An Introduction To Data Quality Checks For Data Engineers
Attempting to merge data engineers with data quality...TypeError: unsupported operand type(s) for +: 'data engineer' and 'data quality'
Hey there!👋 It’s Elias - back with another blog this time on data quality. It’s been a recent theme for me and something we ought to talk about more. How are you dealing with data quality?
Why is it that data quality is always left for last or never given the attention?
There are many reasons one can think of:
Business priorities to get products out there fast
Lack of defined business rules for the data
Uncertainty on how to implement data quality checks
Culture of an organisation to let things break and be fixed
Data engineering still feels like its in that that awkward adolescent phase, with best practices slowly becoming more embedded with the rise (and decline?) of the modern data stack.
But when it comes to data quality and testing, it's like that kid from primary school who was always picked last in PE.

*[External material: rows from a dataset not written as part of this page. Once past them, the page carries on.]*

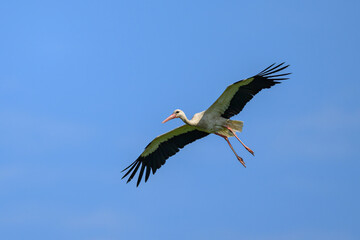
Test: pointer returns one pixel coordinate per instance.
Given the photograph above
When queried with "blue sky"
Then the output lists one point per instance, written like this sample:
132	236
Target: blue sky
84	86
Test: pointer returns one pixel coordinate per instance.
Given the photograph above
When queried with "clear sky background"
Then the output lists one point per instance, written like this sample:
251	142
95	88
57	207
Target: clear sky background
84	86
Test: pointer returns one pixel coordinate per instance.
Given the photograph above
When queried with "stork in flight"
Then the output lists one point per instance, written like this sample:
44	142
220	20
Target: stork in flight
216	119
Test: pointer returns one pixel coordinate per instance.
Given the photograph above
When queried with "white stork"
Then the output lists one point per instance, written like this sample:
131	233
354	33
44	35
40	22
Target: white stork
216	119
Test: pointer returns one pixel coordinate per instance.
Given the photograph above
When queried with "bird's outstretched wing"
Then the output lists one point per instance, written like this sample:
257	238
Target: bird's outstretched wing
160	149
235	97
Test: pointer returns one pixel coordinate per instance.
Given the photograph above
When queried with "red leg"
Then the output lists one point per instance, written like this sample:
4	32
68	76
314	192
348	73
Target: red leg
247	148
237	156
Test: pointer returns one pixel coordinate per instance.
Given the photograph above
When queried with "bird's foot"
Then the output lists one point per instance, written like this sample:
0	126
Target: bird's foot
241	161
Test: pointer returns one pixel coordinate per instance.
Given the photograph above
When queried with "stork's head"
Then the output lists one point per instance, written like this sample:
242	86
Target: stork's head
176	114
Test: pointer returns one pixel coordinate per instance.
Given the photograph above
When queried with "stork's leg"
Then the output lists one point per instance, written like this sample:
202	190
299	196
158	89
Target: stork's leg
237	156
247	148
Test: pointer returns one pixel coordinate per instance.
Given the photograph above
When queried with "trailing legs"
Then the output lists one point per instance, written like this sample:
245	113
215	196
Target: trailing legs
237	156
247	148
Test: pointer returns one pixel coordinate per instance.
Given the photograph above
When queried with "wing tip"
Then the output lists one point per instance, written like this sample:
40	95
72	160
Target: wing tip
269	72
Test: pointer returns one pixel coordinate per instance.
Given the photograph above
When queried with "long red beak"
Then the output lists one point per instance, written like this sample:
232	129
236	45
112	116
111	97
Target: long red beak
172	116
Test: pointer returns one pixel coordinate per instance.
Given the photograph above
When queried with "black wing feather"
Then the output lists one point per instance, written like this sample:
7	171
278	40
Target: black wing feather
245	93
166	149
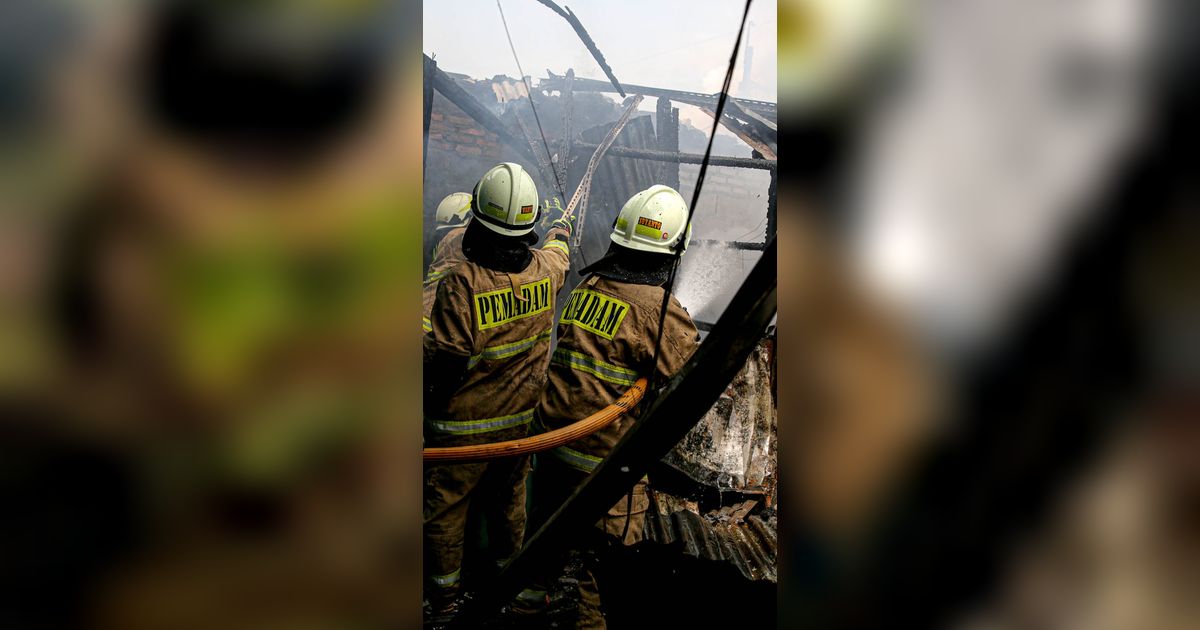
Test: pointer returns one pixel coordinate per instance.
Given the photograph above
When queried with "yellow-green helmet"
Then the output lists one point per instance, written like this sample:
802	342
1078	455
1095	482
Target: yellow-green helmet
505	199
653	221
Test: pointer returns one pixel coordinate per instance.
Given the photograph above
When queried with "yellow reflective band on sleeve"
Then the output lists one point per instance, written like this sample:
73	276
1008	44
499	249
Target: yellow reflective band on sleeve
580	461
595	312
509	349
601	370
471	427
559	245
448	580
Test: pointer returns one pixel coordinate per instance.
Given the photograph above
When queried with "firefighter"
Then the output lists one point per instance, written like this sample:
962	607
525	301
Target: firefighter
453	215
485	370
606	340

Data quality checks are essential but at the same time, overdoing it can also backfire. There can be a lot to think about and depending on the data pipeline, the implementation method will vary.
You need to think about what types of checks you need and how it will fit into your data pipeline.
Will adding data quality checkpoints at each step of the pipeline be optimal, or will there be redundant tests as a result of many data manipulation steps?
Depending on the amount of data you need to check, what are the costs associated?
There will be a tradeoff between the quality of your output data and the cost to manage and run the checks.
Types of Data Quality Checks
The main types of data quality checks are
Row
Column
Data type
Syntactic
Freshness
Consistency
Validity
Of all the types of data quality checks, the most common and fundamental ones are row counts. For example, counting the total amount of rows, repeated rows or missing rows.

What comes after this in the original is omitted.